From The Times (London), 9 Jul 1872, p 11:


COURT OF QUEEN’S BENCH, Guildhall July 8 (Sittings at Nisi Prius, before Mr. Justice HANNEN and a Special Jury.)



            This case arose out of a contract for the sale of jute.  It was an action by the sellers against the buyers for non-acceptance of the jute, the defence being that it was not the kind of jute sold, and this raised a question whether such a defence can be set up when it is expressed that there is to be no guarantee of quality, but the commodity is described by known marks.

            Sir J. Karslake, Mr. Edlin, Q.C., and Mr. Graham were for the plaintiff; Sir G. Honyman, Q.C., Mr. C. Butt, Q.C., Mr. Watkin Williams, and Mr. Ingham were for the defendant.

            The sale note, on which the case turned, was follows:

--“Bought, by order and for account of Messrs. Rehder and Co., the following jute of Messrs. Agelasto and Sagrandi: --1,500 bales of their C.A. (3) mark, crop of 1870, at 20/. Per ton, June-July shipment, to arrive in London per ship or ships from Calcutta; ship’s name, unless given above, to be declared within two months from date of bill of lading.  The jute to be taken without guarantee of quality, but to be in fair merchantable condition.”  The jute was rejected as not being according to contract, and the case for the defence was that it was another and an inferior kind of jute, not really corresponding with the mark C.A.,(3), and evidence was called to sustain this defence, while evidence was given for the plaintiff that the jute fairly answered the description.

            It appeared in evidence that jute (a species of hemp, grown in the East), varies in its growth, and differs a good deal as it is cut at different seasons of the year, and that different houses adopt different marks and numbers to indicate different kinds or qualities, the letters denoting kinds, and the numbers qualities.  A.C. denoted an assorted cargo, and the evidence for the defence was that this jute was not assorted.

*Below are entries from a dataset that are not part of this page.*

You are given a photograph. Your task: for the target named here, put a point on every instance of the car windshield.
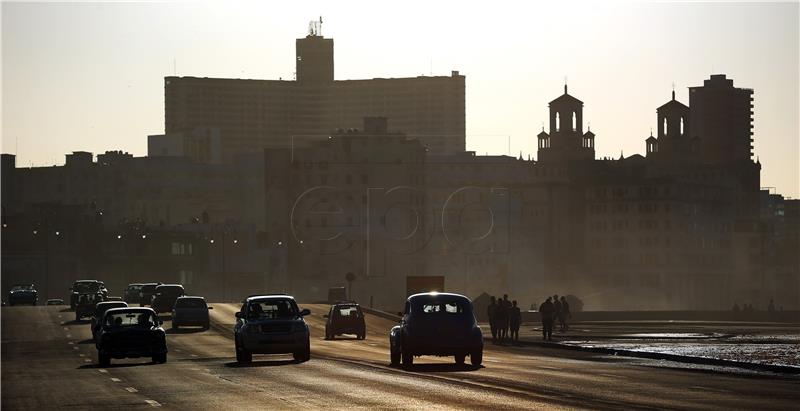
(348, 311)
(190, 303)
(86, 287)
(102, 308)
(444, 307)
(276, 308)
(22, 287)
(169, 290)
(130, 319)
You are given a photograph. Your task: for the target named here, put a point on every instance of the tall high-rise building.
(722, 119)
(255, 114)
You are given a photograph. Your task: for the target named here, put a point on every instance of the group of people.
(504, 319)
(552, 310)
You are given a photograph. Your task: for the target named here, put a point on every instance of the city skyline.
(508, 66)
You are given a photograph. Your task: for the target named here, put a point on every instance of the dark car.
(85, 287)
(23, 294)
(345, 318)
(271, 324)
(87, 303)
(440, 324)
(131, 294)
(100, 311)
(165, 297)
(190, 310)
(131, 332)
(147, 292)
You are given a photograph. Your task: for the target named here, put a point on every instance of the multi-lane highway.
(49, 362)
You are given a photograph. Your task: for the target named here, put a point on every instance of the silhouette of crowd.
(554, 309)
(504, 319)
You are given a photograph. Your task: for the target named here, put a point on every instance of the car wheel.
(408, 359)
(476, 358)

            The learned JUDGE, in summing up the case to the jury, told them this was a mercantile contract which it was for them to construe.  It had apparently been the object of the parties to preclude litigation, though they had not succeeded.  It was beyond a doubt that the jute was to be in fair condition, and that it w as, in fact, seemed beyond a doubt.  The contract, in terms, was to be “without guarantee of quality;” but that must be some limit.  Did the jute fairly come within the description given?  As to this the jury could hardly think that the contract would be satisfied by any jute provided; it had the specified mark and number on the bales.  The marks were intended to designate the kind and description of the article, and buyers would buy on the fait that the marks were true.  Jute that was not really C.A (3) could not be supplied in lieu of jute which really was of that description.  There was no guarantee of the quality of the jute, provided it answered the description given of it.

            The jury, after a brief consultation, retired to consider their verdict.  They were absent less than half an hour, and returned into court with a verdict for the defendant, but without any imputation upon the plaintiffs.

            The learned JUDGE said he entirely agreed.


The firm Agelasto & Sagrandi was dissolved by mutual consent, 1 Jul 1873.